I close my eyes. Feel her hands on my face, her breath warm against my skin. Feel the weight of the choice I'm about to make.
When I open my eyes, I see Dmitri watching us with an expression I've never seen on his face before. Something that looks almost like envy.
"Tell Viktor I accept."
Dmitri nods once. "The execution is scheduled for 4 PM. I'll send you the details within the hour." He gathers the documents and heads for the door, then pauses. "For what it's worth, brother—I hope you find whatever you're looking for out there. I hope it's worth what you're giving up."
The door closes behind him.
I stand in the silence of my penthouse, holding the woman I'm going to hurt to save, and I feel the last pieces of the man I was crumbling away.
"Ilya." Nadia's voice pulls me back. "Look at me."
I meet her eyes.
"I trust you." She says the words like they're simple, like they don't carry the weight of everything we've survived together. "I trust you to hurt me just enough. I trust you to make it look real without breaking me. I trust you to bring me back from whatever darkness we're about to walk through."
"How can you trust me with that?"
"Because you're the only person who's ever made me feel like I was worth saving." She presses her forehead against mine. "And because I love you too much to let you destroy yourself trying to protect me from the cost of survival."

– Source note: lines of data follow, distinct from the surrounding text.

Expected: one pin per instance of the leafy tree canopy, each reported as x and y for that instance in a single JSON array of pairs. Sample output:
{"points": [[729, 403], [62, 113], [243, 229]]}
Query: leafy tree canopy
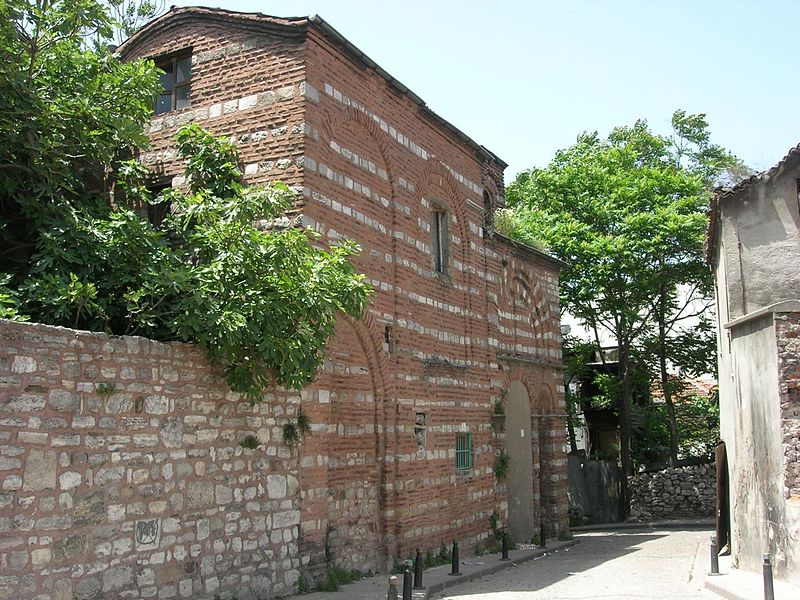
{"points": [[77, 249], [627, 213]]}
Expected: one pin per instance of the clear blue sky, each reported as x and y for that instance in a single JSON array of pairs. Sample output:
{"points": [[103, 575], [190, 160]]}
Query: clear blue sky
{"points": [[523, 78]]}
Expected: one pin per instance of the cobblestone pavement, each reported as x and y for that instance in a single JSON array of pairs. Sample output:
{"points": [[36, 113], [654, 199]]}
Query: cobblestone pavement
{"points": [[668, 565]]}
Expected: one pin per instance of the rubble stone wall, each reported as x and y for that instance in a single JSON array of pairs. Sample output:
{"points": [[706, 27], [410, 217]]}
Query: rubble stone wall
{"points": [[122, 473], [674, 492]]}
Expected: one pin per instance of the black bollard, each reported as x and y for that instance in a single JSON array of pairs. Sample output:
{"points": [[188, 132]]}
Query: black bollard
{"points": [[418, 570], [714, 557], [504, 546], [407, 584], [455, 560], [769, 592], [392, 594]]}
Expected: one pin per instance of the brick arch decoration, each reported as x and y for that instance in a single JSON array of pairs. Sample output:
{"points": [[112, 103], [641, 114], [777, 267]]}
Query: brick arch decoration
{"points": [[427, 180], [436, 176], [520, 290], [368, 332], [490, 187], [348, 115]]}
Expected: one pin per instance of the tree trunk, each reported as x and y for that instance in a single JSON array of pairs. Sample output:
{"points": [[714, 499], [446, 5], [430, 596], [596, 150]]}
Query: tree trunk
{"points": [[665, 387], [625, 428]]}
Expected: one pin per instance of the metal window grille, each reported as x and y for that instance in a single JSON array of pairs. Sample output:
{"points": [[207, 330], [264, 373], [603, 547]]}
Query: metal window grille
{"points": [[439, 240], [463, 451]]}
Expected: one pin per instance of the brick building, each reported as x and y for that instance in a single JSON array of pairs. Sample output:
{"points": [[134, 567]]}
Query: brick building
{"points": [[404, 441]]}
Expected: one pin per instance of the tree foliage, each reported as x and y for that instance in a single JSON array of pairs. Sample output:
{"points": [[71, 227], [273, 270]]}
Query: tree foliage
{"points": [[627, 213], [69, 111], [222, 270]]}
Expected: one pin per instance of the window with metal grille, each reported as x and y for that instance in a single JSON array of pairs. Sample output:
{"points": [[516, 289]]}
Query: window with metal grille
{"points": [[175, 83], [463, 451]]}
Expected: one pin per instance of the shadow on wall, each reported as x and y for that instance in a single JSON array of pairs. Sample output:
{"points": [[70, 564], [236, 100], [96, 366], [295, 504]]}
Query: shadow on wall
{"points": [[594, 490]]}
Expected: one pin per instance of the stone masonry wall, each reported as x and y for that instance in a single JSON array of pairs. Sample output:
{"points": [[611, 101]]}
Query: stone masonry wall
{"points": [[673, 492], [787, 335], [435, 350], [121, 473]]}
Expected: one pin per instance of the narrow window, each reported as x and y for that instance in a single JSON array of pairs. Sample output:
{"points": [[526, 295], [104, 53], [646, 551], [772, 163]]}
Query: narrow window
{"points": [[439, 237], [175, 83], [488, 212], [463, 451]]}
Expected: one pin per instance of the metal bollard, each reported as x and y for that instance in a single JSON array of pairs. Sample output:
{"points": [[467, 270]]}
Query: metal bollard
{"points": [[407, 584], [418, 570], [504, 546], [769, 592], [392, 594], [455, 560], [714, 557]]}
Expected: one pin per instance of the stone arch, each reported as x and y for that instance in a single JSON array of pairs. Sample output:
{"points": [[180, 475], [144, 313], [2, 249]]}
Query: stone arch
{"points": [[349, 116]]}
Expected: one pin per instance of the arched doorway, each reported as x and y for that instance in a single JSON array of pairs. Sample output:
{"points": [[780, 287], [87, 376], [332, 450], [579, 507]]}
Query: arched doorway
{"points": [[519, 483]]}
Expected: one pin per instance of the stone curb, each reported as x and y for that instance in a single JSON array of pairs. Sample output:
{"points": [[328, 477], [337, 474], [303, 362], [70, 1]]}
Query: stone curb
{"points": [[522, 556], [664, 524]]}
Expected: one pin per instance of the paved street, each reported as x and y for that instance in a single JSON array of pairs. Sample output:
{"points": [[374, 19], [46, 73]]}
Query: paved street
{"points": [[668, 565]]}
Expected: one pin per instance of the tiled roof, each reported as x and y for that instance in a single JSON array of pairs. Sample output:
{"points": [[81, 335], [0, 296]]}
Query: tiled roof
{"points": [[298, 26], [729, 192]]}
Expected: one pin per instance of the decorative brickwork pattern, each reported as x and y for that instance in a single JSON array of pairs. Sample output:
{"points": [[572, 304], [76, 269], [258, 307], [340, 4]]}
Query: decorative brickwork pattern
{"points": [[787, 336], [435, 353]]}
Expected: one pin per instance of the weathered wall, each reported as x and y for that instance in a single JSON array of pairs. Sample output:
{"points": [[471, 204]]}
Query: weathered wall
{"points": [[436, 350], [674, 492], [594, 490], [765, 516], [143, 491], [758, 227]]}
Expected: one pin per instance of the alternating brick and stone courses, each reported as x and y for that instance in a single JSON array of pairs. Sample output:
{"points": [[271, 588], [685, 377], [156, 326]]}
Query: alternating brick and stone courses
{"points": [[457, 358]]}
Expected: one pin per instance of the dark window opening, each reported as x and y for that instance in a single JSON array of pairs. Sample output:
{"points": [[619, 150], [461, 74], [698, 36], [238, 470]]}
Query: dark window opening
{"points": [[388, 338], [175, 83], [439, 239], [463, 451]]}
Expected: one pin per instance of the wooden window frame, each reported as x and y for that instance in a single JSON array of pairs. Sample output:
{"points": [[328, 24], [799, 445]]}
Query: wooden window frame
{"points": [[464, 452], [169, 64], [440, 239]]}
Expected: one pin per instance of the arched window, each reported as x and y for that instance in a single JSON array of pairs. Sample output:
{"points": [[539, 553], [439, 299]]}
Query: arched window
{"points": [[488, 211]]}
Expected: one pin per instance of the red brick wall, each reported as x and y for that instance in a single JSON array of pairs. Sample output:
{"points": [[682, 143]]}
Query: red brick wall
{"points": [[141, 490], [371, 165]]}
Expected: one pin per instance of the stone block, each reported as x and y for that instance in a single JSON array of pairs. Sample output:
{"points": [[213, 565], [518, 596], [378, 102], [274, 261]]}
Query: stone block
{"points": [[200, 494], [40, 471]]}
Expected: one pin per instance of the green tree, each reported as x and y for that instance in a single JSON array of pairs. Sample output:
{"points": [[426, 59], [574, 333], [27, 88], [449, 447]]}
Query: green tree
{"points": [[628, 216], [69, 111], [222, 271]]}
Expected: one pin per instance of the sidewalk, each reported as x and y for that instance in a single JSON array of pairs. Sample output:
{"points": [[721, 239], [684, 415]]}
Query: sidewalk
{"points": [[735, 584], [437, 579]]}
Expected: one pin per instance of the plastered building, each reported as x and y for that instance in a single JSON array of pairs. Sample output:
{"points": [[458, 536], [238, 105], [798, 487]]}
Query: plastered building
{"points": [[754, 248]]}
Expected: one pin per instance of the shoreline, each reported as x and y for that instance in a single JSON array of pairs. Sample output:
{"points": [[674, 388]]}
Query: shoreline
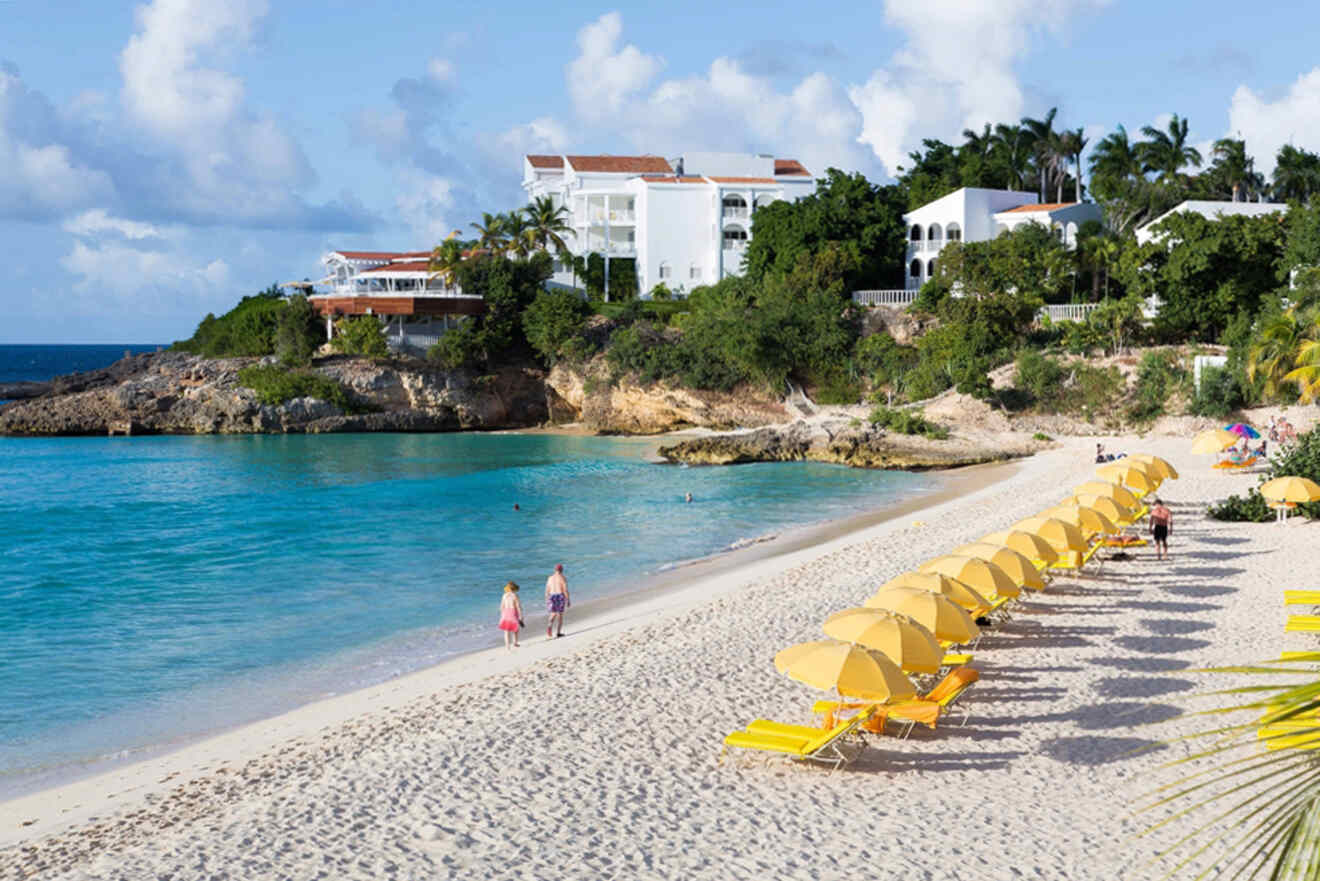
{"points": [[77, 785]]}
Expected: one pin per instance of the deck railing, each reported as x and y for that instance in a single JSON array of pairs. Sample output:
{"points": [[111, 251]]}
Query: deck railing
{"points": [[889, 297]]}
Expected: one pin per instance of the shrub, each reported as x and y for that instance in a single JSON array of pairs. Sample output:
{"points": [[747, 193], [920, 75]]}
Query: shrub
{"points": [[552, 320], [277, 385], [359, 336], [906, 422], [1158, 377]]}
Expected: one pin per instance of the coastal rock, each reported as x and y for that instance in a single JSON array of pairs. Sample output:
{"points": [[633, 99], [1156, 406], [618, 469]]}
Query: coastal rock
{"points": [[176, 392], [626, 407]]}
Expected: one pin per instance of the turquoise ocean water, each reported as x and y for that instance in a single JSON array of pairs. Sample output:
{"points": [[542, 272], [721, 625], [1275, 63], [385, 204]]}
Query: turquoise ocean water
{"points": [[155, 589]]}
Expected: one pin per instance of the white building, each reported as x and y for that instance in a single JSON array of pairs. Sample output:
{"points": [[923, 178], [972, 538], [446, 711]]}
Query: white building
{"points": [[974, 214], [685, 221], [1211, 210]]}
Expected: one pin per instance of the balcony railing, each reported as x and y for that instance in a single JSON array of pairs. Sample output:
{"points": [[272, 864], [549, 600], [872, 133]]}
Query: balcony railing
{"points": [[887, 297]]}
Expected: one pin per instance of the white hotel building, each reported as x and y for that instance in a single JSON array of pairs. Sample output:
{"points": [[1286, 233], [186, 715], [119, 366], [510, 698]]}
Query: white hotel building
{"points": [[974, 214], [685, 221]]}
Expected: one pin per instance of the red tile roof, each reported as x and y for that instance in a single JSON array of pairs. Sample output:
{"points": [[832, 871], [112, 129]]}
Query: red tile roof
{"points": [[1047, 206], [621, 164], [673, 178]]}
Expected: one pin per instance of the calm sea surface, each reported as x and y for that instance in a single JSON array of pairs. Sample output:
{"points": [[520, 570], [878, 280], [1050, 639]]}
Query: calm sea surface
{"points": [[153, 589]]}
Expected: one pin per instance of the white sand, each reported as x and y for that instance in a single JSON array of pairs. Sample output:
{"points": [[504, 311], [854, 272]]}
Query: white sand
{"points": [[595, 756]]}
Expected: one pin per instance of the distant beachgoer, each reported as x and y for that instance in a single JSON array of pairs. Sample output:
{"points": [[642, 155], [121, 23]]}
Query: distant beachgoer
{"points": [[556, 601], [510, 616], [1162, 523]]}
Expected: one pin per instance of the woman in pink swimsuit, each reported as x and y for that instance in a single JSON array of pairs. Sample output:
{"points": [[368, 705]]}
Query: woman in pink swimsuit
{"points": [[510, 616]]}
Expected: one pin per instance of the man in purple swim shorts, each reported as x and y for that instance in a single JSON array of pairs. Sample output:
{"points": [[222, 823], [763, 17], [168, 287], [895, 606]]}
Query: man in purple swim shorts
{"points": [[556, 601]]}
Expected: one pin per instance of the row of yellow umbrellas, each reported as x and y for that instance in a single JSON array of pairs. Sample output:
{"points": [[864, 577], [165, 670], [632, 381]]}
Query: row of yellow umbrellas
{"points": [[900, 628]]}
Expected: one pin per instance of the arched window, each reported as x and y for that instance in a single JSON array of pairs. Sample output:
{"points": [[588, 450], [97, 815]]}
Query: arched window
{"points": [[735, 237]]}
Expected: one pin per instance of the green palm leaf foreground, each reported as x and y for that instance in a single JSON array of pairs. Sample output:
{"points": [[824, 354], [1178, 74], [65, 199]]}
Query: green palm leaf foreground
{"points": [[1255, 782]]}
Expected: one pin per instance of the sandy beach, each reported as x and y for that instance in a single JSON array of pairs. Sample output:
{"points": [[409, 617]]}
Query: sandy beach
{"points": [[597, 754]]}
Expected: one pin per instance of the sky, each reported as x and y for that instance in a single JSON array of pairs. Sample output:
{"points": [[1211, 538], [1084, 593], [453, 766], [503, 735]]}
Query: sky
{"points": [[161, 160]]}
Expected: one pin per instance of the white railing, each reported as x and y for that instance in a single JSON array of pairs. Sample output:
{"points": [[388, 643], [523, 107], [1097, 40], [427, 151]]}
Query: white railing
{"points": [[1069, 311], [889, 297]]}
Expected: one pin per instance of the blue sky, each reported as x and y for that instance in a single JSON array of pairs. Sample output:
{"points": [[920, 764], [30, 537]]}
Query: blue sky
{"points": [[161, 160]]}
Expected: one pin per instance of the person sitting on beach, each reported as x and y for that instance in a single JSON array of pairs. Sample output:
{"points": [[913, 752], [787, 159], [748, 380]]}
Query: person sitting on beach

I kiss her then—desperate and fierce, tasting the salt of tears I didn't realize I was crying. She kisses me back with equal ferocity, her fingers fisting in my shirt, her body pressing against mine like she's trying to memorize the shape of me before everything changes.
When we break apart, I see the same fear in her eyes that I feel in my chest. But beneath the fear, I see something else.
Trust. Love. The kind of faith that survives impossible choices.
"We have nine hours," I say. "Nine hours before I have to become the monster you first saw."
"Then let's spend them being who we really are." She takes my hand and leads me toward the bedroom. "Let's spend them remembering why this is worth it."
I follow her into the darkness, and I let myself believe—just for a few hours—that love is enough to survive what's coming.